The eighteenth century saw a dramatic rise in population in Ireland, and coupled with the problems many faced of subsistence farming where yields from poor land hardly fed a growing family, it was no surprise that many agricultural workers travelled to their nearest neighbours for seasonal cash work. Towards the end of the eighteenth and the start of the nineteenth centuries the Industrial Revolution provided work for willing hands, and the Irish population had many free and willing hands to contribute to the transformation of the British industrial landscape. Ireland was British and its people travelled freely within its borders.

As well as cotton mills and coal and ironstone mines, labour was needed to develop suitable roads and quays, to transform canals into railways and to complete all manner of construction that we take for granted now; tunnels, bridges, civic and domestic architecture.

Barrhead, like Airdrie, was well placed as the Industrial Revolution got into gear.
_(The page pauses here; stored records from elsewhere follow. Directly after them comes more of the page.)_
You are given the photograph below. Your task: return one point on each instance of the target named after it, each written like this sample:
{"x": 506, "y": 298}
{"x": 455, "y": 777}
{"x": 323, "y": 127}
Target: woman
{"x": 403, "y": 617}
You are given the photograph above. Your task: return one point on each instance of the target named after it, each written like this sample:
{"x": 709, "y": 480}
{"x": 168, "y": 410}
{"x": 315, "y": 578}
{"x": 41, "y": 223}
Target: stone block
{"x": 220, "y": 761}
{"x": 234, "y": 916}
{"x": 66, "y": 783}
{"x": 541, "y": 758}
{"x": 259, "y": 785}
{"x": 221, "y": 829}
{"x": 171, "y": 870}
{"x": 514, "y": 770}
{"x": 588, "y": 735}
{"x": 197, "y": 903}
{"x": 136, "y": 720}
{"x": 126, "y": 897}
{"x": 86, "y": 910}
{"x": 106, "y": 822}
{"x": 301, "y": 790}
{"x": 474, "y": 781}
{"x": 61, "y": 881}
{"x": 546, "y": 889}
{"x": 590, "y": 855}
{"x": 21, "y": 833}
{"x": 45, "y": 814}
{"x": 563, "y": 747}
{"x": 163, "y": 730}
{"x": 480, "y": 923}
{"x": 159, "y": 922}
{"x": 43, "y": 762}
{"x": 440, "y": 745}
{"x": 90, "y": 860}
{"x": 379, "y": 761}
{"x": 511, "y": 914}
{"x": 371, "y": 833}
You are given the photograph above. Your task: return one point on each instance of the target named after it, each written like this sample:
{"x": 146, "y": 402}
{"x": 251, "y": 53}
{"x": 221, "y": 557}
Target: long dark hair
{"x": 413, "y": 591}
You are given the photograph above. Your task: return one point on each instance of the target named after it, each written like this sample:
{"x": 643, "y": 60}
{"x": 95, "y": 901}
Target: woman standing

It had good natural resources like the Lower Levern Water, it sat between the important conurbations of Glasgow and the Ayrshire coast, and it offered possibilities for living and working that could attract a substantial population. From 1750 on bleaching, printing and mill work began to change the rural scene of the earlier eighteenth century. In 1820 there was a Turnpike Road from Glasgow via Barrhead to Irvine, Kilmarnock and Ayr with the Tollhouse at Dovecothall. Railway connections opened in the 1840s. If you were strong and fit, then there was work for you in Barrhead. 6

  Medical Notes:

Thomas Young, surgeon, who last saw his patient on 25 December 1856, certified the cause of death.

The matron of the Poor Asylum, Eliza Jane Mackie, who had been present where John's death occurred, gave notice of the death before the registrar at Neilston on 26 December 1856.

Patrick Reidy, sexton, certified that John Hannagan was buried in the Burial Ground of St John's RC Church Barrhead Renfrewshire. 2


John married Rosann MULLIKIN. (Rosann MULLIKIN was born between 1790 in Ireland 1 and died between 1851 and 1855.)


Sources


1 1841 UK Census, Barrhead Renfrewshire.

2 GRO Scotland, Death certificate Neilston Renfrewshire.

3 1851 UK census, Neilston parish Renfrewshire.

4 GRO Scotland, Death certificate Barrhead Renfrewshire.

5 GRO Scotland, Death certificate Eastwood Renfrewshire.